Удольфские тайны - страница 32
Последние слова вывели Сен-Обера из глубокой задумчивости, и он воскликнул:
– Скончался! Боже мой! Но когда же?
– Говорят, пять недель назад, – ответил Лавуазен. – А вы знали маркиза, месье?
– Невероятно! – проговорил Сен-Обер, не отвечая на вопрос.
– Почему же, дорогой отец? – с робким любопытством спросила Эмили.
Он не ответил, снова погрузившись в раздумья, а спустя несколько мгновений, придя в себя, осведомился, кто унаследовал замок.
– Я забыл титул нового хозяина, месье, – ответил Лавуазен. – Но знаю, что господин живет в Париже и сюда не приезжает.
– Значит, замок стоит запертым?
– Все не так плохо, месье. За ним следят старая экономка и ее муж-дворецкий, но они живут в коттедже неподалеку.
– Должно быть, замок слишком большой, и жить там вдвоем неуютно, – заметила Эмили.
– Крайне неуютно, – согласился Лавуазен. – Я не стал бы там ночевать даже за целое состояние.
– Что вы сказали? – снова очнувшись от задумчивости, переспросил Сен-Обер. Едва хозяин повторил последние слова, из груди Сен-Обера вырвался стон, но чтобы скрыть болезненную реакцию, он поспешно спросил хозяина, давно ли тот живет в этих краях.
– Почти с детства, – ответил Лавуазен.
– Значит, вы помните покойную маркизу? – уточнил гость изменившимся голосом.
– Ах, месье! Прекрасно помню. Да и многие ее помнят.
– Я – один из них, – подтвердил Сен-Обер.
– Увы, месье! Мы говорим о самой красивой и самой добродетельной даме. Видит Бог, она заслуживала лучшей судьбы.
В глазах Сен-Обера снова заблестели слезы.
– Достаточно, – остановил он собеседника, не в силах справиться с чувствами. – Достаточно об этом, друг мой.
Крайне удивленная необычным поведением отца, Эмили воздержалась от вопросов и замечаний.
Лавуазен начал извиняться, однако Сен-Обер его остановил:
– Не стоит извинений. Давайте лучше сменим тему. Вы говорили о музыке, которая только что звучала.
– Да, месье. Но тише! Вот она звучит снова. Послушайте этот голос!
Все замолчали.
Спустя несколько мгновений голос растворился в воздухе, а инструмент заиграл тихо, но полнозвучно.
Сен-Обер заметил, что он звучит мелодичнее обычной гитары, а меланхолией и мягкостью превосходит лютню.
Вскоре музыка стихла.
– Странно! – проговорил Сен-Обер, нарушая молчание.

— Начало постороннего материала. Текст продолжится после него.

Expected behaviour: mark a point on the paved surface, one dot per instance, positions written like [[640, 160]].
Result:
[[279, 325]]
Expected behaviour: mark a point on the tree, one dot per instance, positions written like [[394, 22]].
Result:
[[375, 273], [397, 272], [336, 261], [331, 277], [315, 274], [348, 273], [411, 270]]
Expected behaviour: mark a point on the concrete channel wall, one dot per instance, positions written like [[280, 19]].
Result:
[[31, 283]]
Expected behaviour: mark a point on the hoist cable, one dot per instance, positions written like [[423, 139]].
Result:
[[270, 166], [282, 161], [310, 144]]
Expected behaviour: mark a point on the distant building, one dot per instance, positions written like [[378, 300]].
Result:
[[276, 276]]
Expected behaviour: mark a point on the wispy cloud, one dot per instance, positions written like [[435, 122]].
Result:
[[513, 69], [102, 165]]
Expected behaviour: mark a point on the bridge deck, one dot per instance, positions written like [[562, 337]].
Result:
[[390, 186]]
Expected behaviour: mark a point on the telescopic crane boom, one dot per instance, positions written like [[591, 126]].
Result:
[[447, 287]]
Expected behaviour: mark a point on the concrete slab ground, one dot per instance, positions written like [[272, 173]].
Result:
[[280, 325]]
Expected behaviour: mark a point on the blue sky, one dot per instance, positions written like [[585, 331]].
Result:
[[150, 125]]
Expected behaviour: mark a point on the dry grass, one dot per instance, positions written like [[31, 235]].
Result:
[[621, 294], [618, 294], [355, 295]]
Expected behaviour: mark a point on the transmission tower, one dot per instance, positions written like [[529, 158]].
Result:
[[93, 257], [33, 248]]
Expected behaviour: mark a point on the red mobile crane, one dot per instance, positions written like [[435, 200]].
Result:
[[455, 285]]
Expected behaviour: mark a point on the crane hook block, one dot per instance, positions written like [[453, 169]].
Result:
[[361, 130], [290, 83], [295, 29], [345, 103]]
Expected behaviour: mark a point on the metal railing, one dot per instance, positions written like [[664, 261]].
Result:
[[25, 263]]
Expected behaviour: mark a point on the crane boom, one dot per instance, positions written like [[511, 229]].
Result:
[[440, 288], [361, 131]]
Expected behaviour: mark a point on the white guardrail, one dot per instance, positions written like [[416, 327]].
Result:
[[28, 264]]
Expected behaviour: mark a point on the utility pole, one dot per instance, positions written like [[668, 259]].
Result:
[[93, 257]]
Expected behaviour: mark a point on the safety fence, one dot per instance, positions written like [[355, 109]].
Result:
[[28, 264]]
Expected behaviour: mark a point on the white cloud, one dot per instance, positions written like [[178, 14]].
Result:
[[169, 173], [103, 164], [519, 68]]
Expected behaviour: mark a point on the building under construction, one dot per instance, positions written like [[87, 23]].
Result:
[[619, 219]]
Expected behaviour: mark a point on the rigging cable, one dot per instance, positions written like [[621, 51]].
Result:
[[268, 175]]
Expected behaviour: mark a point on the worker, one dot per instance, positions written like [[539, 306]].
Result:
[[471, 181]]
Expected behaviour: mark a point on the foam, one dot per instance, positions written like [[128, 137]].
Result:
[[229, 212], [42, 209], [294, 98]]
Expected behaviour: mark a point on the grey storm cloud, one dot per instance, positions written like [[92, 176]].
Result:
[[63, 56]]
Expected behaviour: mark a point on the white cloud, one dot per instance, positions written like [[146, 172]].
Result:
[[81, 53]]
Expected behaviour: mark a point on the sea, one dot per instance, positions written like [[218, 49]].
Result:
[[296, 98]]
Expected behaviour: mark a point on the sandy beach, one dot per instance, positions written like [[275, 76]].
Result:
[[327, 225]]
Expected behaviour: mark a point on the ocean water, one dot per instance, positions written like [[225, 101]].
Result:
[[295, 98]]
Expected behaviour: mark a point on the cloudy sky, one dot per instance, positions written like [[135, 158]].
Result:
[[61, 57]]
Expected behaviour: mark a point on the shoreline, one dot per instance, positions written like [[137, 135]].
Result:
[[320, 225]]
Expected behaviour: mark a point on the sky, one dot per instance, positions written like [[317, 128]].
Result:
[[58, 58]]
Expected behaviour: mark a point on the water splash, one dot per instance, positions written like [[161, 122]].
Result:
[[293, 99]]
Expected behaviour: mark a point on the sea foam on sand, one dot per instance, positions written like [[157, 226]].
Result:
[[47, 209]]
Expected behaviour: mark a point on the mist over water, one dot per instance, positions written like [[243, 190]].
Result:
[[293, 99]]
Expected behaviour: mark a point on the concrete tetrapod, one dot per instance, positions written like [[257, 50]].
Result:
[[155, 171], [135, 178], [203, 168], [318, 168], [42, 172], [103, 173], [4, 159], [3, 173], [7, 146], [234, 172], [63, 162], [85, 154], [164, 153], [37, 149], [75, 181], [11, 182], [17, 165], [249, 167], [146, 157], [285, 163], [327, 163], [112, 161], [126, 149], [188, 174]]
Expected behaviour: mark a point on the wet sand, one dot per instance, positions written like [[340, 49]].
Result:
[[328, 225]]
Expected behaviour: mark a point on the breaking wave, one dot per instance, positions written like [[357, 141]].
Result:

– Очень странно! – подтвердила Эмили.
– Действительно, странно, – согласился Лавуазен, и снова воцарилась тишина.
После долгого молчания хозяин заговорил первым:
– Впервые я услышал эту музыку восемнадцать лет назад. Помню, стояла чудесная летняя ночь – совсем как сейчас, и я в одиночестве шел по лесу. Настроение было ужасным, потому что один из сыновей тяжело заболел, и мы боялись его потерять. Вечером я дежурил возле его кровати, пока жена спала после бессонной ночи, а потом вышел подышать свежим воздухом. Шагая под деревьями, я внезапно услышал мелодию и решил, что это Клод играет на флейте, как он часто делал, сидя у двери хижины. Но когда вышел на поляну – никогда не забуду! – и остановился, глядя на осветившее небесный свод северное сияние, вдруг услышал такие звуки… Невозможно описать. Словно играли ангелы. И я снова посмотрел на небо, ожидая увидеть крылатые создания. Вернувшись домой, я рассказал о том, что пережил, но мне никто не поверил. Все засмеялись и стали утверждать, что это пастухи играли на своих дудках. Переубедить я никого не смог. Но спустя несколько ночей то же самое услышала жена и удивилась не меньше меня. Однако патер Дени страшно ее напугал, сказав, что эта музыка предрекает смерть ребенка: мол, ее часто слышат те, в чей дом приходит смерть.
Услышав это, Эмили похолодела от неведомого прежде суеверного страха и не смогла скрыть своих чувств от отца.
– Но, несмотря на пророчество патера Дени, наш мальчик выжил, месье.
– Патер Дени! – повторил Сен-Обер, с терпеливым вниманием слушавший повествование о далеких днях. – Значит, мы недалеко от монастыря?
– Да, месье. Монастырь Сен-Клер стоит поблизости, на морском берегу.
– Ах! – внезапно что-то вспомнив, воскликнул Сен-Обер. – Монастырь Сен-Клер!